Comment 4 Mark Wielaard 2021-08-25 12:33:11 UTC
commit 9ab0c139eebf4ba40ac721224a673e4b66d29cd9
Author: Noah Sanci <nsanci@redhat.com>
Date:   Fri Jul 16 15:16:20 2021 -0400

    debuginfod: PR28034 - client-side %-escape url characters
    
    When requesting some source files, some URL-inconvenient chars
    sometimes pop up.  Example from f33 libstdc++:
    /buildid/44d8485cb75512c2ca5c8f70afbd475cae30af4f/source/usr/src/debug/
    gcc-10.3.1-1.fc33.x86_64/obj-x86_64-redhat-linux/x86_64-redhat-linux/
    libstdc++-v3/src/c++11/../../../../../libstdc++-v3/src/c++11/
    condition_variable.cc
    As this URL is passed into debuginfod's handler_cb, it appears that the
    + signs are helpfully unescaped to spaces by libmicrohttpd, which
    'course breaks everything.
    In order to ensure the server properly parses urls such as this one,
    %-escape characters on the client side so that the correct url
    is preserved and properly processed on the server side.
    
    https://sourceware.org/bugzilla/show_bug.cgi?id=28034
    
    Signed-off-by: Noah Sanci <nsanci@redhat.com>
Comment 5 Frank Ch.
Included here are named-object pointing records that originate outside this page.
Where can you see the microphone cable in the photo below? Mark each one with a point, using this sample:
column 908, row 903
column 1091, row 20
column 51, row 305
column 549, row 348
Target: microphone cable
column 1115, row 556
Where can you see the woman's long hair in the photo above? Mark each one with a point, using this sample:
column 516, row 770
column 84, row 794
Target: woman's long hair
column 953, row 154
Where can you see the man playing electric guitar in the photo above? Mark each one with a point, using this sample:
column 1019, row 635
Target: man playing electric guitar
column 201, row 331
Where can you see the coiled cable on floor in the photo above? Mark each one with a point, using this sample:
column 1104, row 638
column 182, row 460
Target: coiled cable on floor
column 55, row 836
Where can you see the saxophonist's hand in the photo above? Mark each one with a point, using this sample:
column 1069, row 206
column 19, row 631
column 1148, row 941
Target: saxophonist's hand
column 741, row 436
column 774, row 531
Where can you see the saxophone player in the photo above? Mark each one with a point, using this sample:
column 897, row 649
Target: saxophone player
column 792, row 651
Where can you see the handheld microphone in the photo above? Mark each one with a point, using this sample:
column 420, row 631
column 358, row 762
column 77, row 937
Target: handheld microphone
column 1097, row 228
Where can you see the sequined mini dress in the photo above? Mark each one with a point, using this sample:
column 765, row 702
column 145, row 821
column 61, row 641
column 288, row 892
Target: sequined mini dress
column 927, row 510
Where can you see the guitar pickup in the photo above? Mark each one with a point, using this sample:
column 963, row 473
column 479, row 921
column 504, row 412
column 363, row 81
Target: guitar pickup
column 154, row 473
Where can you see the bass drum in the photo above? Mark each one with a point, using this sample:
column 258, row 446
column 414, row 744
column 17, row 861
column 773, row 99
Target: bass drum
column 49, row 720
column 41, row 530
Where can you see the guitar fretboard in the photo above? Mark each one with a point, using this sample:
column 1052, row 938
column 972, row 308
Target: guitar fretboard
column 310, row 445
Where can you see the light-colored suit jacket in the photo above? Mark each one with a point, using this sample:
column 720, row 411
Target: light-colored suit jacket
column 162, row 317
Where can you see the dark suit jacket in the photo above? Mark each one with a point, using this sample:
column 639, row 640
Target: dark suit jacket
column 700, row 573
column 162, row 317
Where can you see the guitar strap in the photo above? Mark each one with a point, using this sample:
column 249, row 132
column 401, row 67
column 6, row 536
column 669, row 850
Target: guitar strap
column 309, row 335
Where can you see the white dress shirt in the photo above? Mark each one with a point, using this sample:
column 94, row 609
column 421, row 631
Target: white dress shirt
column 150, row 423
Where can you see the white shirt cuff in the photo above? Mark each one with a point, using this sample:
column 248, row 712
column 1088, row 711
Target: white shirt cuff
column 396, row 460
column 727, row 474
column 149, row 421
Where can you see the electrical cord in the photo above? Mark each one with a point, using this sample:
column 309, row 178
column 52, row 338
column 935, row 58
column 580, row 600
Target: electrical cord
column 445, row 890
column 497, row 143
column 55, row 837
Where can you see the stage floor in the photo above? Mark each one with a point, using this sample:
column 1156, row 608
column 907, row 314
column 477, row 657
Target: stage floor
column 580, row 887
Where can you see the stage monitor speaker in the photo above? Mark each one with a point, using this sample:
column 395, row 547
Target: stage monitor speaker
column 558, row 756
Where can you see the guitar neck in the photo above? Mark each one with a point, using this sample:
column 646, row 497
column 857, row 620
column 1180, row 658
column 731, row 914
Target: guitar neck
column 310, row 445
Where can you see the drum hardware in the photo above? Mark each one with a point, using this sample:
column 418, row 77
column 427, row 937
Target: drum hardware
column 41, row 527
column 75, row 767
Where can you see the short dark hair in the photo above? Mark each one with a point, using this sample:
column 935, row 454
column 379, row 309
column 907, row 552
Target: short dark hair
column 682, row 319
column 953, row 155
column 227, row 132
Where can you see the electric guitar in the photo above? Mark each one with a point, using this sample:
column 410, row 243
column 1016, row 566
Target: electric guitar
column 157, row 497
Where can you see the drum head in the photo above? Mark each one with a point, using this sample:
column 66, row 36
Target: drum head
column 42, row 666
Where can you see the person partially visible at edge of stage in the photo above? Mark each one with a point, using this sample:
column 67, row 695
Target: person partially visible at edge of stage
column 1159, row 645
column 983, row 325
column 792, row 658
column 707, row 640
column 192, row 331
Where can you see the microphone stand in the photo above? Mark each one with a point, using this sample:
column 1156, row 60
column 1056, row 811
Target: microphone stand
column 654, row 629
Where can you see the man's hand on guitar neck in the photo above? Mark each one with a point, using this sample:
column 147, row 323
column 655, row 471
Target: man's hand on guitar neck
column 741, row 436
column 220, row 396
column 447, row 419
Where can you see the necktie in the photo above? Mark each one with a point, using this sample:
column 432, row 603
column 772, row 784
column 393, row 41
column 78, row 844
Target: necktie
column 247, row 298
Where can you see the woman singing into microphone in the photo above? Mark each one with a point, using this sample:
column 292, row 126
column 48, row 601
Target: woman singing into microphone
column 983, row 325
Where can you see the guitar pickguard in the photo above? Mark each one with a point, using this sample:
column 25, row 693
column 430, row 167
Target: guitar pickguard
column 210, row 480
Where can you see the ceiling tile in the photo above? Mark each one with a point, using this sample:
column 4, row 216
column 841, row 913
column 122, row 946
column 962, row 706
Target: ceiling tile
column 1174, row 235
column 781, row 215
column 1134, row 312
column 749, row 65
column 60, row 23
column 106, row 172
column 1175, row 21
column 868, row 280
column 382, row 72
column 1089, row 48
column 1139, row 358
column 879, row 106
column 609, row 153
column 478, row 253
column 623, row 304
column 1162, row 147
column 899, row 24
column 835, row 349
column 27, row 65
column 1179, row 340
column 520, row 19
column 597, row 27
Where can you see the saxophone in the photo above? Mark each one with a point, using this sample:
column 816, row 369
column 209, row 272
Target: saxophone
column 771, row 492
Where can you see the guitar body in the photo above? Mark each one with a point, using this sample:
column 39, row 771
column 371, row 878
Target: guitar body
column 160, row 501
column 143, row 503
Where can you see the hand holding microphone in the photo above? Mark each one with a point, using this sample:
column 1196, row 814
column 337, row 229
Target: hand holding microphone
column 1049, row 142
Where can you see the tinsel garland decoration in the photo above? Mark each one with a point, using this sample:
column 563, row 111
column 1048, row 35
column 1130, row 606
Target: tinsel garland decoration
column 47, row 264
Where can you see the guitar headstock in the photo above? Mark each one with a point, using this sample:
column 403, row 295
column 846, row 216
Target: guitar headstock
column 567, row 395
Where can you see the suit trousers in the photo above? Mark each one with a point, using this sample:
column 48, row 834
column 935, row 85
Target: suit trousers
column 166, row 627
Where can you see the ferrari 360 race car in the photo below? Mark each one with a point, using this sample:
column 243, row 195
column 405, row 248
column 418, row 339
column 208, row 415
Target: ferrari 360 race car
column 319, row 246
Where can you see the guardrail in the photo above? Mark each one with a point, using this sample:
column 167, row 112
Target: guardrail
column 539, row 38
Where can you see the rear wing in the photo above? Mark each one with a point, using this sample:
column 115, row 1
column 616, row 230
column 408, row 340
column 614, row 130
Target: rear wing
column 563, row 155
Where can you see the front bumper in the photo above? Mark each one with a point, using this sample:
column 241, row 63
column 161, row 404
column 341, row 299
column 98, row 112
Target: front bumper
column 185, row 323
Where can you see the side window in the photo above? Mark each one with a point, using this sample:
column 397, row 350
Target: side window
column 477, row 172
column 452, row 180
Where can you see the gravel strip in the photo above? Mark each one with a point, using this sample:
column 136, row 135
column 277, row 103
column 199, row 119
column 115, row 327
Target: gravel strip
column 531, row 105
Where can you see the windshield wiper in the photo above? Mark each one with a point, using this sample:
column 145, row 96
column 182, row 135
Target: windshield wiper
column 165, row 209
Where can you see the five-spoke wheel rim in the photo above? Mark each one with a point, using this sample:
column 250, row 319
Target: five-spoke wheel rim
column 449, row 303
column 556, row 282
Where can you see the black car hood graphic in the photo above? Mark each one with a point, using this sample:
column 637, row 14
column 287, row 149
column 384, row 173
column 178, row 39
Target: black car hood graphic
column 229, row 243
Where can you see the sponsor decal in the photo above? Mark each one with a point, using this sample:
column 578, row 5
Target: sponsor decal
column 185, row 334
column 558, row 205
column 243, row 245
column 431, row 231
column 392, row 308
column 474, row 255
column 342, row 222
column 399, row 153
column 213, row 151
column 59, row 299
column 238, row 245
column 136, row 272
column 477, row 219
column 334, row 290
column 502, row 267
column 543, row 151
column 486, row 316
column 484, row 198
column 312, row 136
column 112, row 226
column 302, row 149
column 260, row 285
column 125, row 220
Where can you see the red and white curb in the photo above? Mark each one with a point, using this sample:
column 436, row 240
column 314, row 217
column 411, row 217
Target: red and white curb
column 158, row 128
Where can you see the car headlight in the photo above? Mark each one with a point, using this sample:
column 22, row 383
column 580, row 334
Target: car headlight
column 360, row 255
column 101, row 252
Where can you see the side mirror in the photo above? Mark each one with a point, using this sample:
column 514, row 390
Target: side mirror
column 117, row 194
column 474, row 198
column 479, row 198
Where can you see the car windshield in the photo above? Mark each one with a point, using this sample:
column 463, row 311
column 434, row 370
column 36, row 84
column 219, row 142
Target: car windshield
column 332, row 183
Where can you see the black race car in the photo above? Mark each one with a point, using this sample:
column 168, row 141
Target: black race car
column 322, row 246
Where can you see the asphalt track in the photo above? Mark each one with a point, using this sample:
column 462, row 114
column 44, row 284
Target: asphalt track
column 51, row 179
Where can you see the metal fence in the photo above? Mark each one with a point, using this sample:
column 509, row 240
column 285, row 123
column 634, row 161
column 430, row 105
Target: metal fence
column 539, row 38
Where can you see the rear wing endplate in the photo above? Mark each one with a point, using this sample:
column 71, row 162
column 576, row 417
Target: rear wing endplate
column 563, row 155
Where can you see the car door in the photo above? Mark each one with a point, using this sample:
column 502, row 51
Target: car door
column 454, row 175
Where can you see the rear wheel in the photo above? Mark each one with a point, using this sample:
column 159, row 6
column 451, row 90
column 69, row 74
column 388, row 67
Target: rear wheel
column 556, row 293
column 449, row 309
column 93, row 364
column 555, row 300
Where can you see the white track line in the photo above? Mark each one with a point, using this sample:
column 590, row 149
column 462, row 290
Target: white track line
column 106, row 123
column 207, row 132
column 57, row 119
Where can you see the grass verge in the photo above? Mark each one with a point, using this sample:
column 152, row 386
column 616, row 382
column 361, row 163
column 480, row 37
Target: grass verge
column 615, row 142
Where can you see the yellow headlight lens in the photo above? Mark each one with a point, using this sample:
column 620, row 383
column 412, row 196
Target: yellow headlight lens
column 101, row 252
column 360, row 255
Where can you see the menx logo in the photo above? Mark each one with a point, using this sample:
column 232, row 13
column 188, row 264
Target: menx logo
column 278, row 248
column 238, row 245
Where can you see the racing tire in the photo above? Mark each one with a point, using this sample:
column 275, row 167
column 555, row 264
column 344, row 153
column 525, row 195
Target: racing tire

Eigler 2021-08-25 12:34:41 UTC
We should probably tweak this to avoid %-escaping the '/' characters, which default apache httpd mod_proxy configurations treat as sus.
Comment 6 Mark Wielaard 2021-08-25 12:43:38 UTC
(In reply to Frank Ch. Eigler from comment #5)
> We should probably tweak this to avoid %-escaping the '/' characters, which
> default apache httpd mod_proxy configurations treat as sus.

Ah, OK, yes. Reopened for now to get that fixed.
Comment 7 Noah Sanci 2021-09-27 18:54:19 UTC
debuginfod: PR28034 - No longer escape '/', and loop efficiency
    
Previously, urls containing '/', so most urls, would escape '/' to %2F,
which is undesirable for use in other libraries which may escape
differently. This patch escapes the '/' and replaces all of them
ensuring there are no %2Fs sent.
Some inefficiencies within the code were fixed, such as changing constant
operations of a while loop within a for loop to a while loop outside of
a for loop. Also strlen is no longer used within the loop, simplifying
the interior operations to mere arithmetic.